Which of these patients should be given the label of “end-stage disease”? Given these examples, is this still a question that needs to be answered? My response is a simple one: if I can make a meaningful difference in a person’s quality or quantity of life, I will not hesitate to do it. It is not more complicated than that.”

Richard Lehman:

This question is raised by the carer of a father with longstanding heart failure, and I’m going to address it as someone who has been through the same thing with his own father, albeit 25 years ago. I do think that the “care shift” problem is still a deep issue for many who want to see their loved ones get the best treatment but who are often faced with the increasing nearness of death. Treatments that previously helped no longer do so. In fact the burden of treatment can be additional to the burden of symptoms, as each day brings added premonitions of death, with no certainty about when or how it might happen.

Since my father’s time, thanks to the immense work of Milton and other leading trialists, we have many more options to prolong life in patients with systolic heart failure. In the first part of our conversation, Milton said that “The key to communicating with a patient with chronic heart failure is to tell them that they have a really serious but manageable disease and that we can relieve suffering and prolong life. But you also need to tell them that treating heart failure successfully is really complicated.” I agree. In fact given the complexity involved, I believe that if we can crack the art of sharing decisions in heart failure, we can do it for just about anything.

But for now I’ll return to the case of the carer’s father who has advanced HF and has been on treatment for years. Twelve years ago I helped to collect a database of video narratives which included such people and those looking after them at home. Social isolation, depression, inability to do anything enjoyable, constant weakness, uncertainty are just some of the themes.
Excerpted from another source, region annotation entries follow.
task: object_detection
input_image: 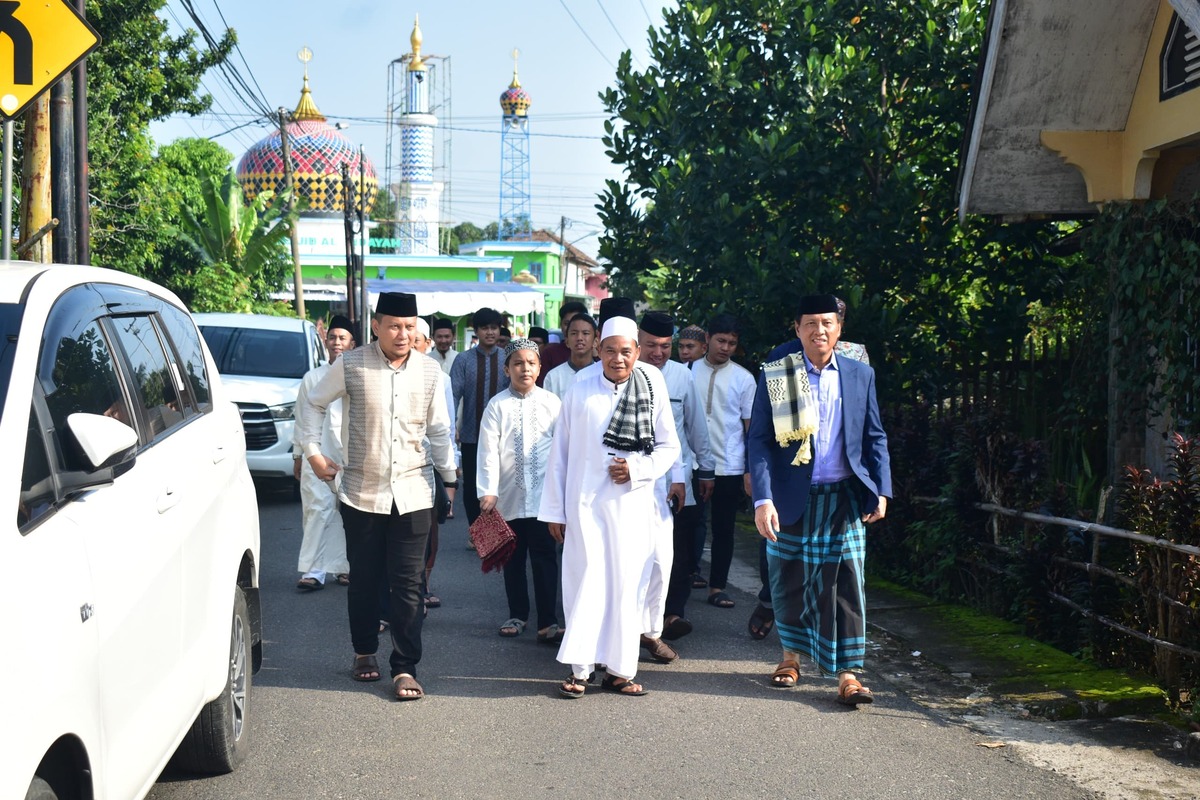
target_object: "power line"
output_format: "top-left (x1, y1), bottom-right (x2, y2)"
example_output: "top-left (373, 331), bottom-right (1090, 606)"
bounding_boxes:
top-left (179, 0), bottom-right (274, 116)
top-left (596, 0), bottom-right (637, 61)
top-left (205, 0), bottom-right (271, 108)
top-left (637, 0), bottom-right (654, 28)
top-left (558, 0), bottom-right (617, 70)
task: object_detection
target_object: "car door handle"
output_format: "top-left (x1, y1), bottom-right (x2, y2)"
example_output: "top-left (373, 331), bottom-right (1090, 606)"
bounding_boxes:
top-left (158, 488), bottom-right (180, 513)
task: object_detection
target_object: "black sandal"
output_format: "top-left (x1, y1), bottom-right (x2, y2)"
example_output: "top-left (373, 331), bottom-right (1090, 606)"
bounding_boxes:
top-left (558, 675), bottom-right (592, 700)
top-left (600, 675), bottom-right (649, 697)
top-left (708, 591), bottom-right (734, 608)
top-left (746, 603), bottom-right (775, 639)
top-left (350, 655), bottom-right (382, 682)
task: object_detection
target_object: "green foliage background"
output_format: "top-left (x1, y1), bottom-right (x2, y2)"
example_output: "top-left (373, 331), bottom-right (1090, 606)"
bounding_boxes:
top-left (598, 0), bottom-right (1069, 407)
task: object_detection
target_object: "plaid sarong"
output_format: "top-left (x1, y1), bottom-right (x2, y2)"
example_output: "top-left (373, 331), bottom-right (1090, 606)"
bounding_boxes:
top-left (767, 480), bottom-right (866, 675)
top-left (602, 366), bottom-right (654, 456)
top-left (762, 353), bottom-right (820, 467)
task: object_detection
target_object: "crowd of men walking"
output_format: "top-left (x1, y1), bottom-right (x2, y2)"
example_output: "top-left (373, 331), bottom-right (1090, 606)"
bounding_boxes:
top-left (294, 293), bottom-right (892, 705)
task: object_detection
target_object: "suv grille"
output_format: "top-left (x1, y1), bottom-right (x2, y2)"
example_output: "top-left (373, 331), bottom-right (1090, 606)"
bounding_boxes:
top-left (238, 403), bottom-right (280, 450)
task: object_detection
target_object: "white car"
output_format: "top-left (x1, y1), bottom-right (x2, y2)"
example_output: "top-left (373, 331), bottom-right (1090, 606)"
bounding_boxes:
top-left (196, 314), bottom-right (325, 480)
top-left (0, 261), bottom-right (262, 800)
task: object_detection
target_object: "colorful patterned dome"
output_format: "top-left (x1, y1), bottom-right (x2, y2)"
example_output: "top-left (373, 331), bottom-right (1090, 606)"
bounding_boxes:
top-left (238, 76), bottom-right (379, 215)
top-left (500, 50), bottom-right (533, 116)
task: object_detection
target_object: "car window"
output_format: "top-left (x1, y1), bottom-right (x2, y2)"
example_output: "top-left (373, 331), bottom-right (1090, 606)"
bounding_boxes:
top-left (112, 314), bottom-right (184, 439)
top-left (200, 325), bottom-right (310, 378)
top-left (17, 407), bottom-right (54, 530)
top-left (38, 320), bottom-right (129, 471)
top-left (0, 302), bottom-right (25, 424)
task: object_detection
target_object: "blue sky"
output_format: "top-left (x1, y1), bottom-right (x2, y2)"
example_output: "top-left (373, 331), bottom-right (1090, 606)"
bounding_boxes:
top-left (151, 0), bottom-right (664, 254)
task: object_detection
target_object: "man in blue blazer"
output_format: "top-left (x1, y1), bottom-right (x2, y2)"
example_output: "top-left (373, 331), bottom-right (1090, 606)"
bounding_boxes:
top-left (746, 295), bottom-right (892, 705)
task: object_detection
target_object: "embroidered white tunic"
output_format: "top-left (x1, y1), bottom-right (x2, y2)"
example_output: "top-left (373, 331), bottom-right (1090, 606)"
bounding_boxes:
top-left (642, 361), bottom-right (713, 639)
top-left (538, 367), bottom-right (679, 678)
top-left (476, 386), bottom-right (563, 519)
top-left (300, 343), bottom-right (455, 515)
top-left (542, 361), bottom-right (592, 399)
top-left (691, 359), bottom-right (757, 475)
top-left (292, 363), bottom-right (350, 575)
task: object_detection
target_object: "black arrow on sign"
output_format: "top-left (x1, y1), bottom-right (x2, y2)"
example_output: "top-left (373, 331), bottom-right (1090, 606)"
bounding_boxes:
top-left (0, 0), bottom-right (34, 86)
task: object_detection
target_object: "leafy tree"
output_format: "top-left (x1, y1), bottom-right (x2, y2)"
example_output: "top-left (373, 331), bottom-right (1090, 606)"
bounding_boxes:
top-left (170, 169), bottom-right (296, 313)
top-left (442, 222), bottom-right (500, 255)
top-left (144, 138), bottom-right (233, 291)
top-left (599, 0), bottom-right (1057, 392)
top-left (88, 0), bottom-right (235, 279)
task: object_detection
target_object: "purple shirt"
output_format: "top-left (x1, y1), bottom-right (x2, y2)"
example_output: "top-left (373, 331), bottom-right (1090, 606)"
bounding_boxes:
top-left (804, 356), bottom-right (854, 485)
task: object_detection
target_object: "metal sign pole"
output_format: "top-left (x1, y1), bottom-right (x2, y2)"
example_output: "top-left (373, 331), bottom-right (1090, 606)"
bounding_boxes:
top-left (0, 119), bottom-right (12, 261)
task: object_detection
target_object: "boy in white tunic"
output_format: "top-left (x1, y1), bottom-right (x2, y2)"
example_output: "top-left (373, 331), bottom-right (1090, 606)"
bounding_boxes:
top-left (292, 314), bottom-right (354, 591)
top-left (538, 317), bottom-right (679, 698)
top-left (478, 338), bottom-right (563, 644)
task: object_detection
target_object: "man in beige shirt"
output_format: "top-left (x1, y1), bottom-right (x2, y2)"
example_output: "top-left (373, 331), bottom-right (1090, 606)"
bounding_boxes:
top-left (300, 293), bottom-right (457, 700)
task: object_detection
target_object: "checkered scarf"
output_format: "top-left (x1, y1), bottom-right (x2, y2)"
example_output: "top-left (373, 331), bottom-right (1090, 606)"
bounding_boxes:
top-left (604, 366), bottom-right (654, 456)
top-left (762, 353), bottom-right (818, 467)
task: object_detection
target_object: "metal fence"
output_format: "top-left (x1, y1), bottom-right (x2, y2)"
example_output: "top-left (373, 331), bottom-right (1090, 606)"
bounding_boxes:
top-left (916, 498), bottom-right (1200, 693)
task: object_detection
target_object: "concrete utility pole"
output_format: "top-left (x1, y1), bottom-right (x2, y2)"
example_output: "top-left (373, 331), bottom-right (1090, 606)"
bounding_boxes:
top-left (73, 0), bottom-right (91, 265)
top-left (50, 72), bottom-right (79, 264)
top-left (18, 94), bottom-right (53, 264)
top-left (280, 107), bottom-right (308, 319)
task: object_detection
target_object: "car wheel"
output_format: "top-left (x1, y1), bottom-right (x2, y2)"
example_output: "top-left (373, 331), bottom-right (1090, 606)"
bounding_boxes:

A kind and knowledgeable cardiologist is a wonderful asset to such patients but as they get closer to death, they need more help than any individual can provide alone.

For a long time I bought into the “hand over” model of thinking and thought of mechanistic ways – for example measuring BNP – to persuade cardiologists that the time had come to hand over to palliative care. I don’t think that way any more. Although in the past I’ve been a carer for my father, a GP and an out-of-hours palliative care doctor in my career, I think I need to get humble and find out more about the real needs of patients with longstanding heart failure and the carers and relatives who have shared their lives (day and night) for years. Fortunately a group of us (the rest much younger than me) have just got funding to determine research priorities for advanced heart failure directly by bringing together patients, carers and front-line clinicians. There is a terrific UK organization which was set up to do this across any and all medical conditions, called the James Lind Alliance.

I see the eventual solution here in a radically better system of training in communication and collaboration for all health professionals, and the development of systems of integrated care which are truly patient-centered. I would like to see a blurring of boundaries between specialist and end-of-life care. This may sound vague and aspirational but I make no apologies for that. To me this sharing of knowledge, skills and values is the only way in which the great store of evidence, which Milton and others have worked their lives to accumulate, can most humanely and effectively be applied to the care of individuals reaching the end of their journey.


  1. dearieme says

    “individuals reaching the end of their journey”: oh for heaven’s sake. Does he mean “near death”?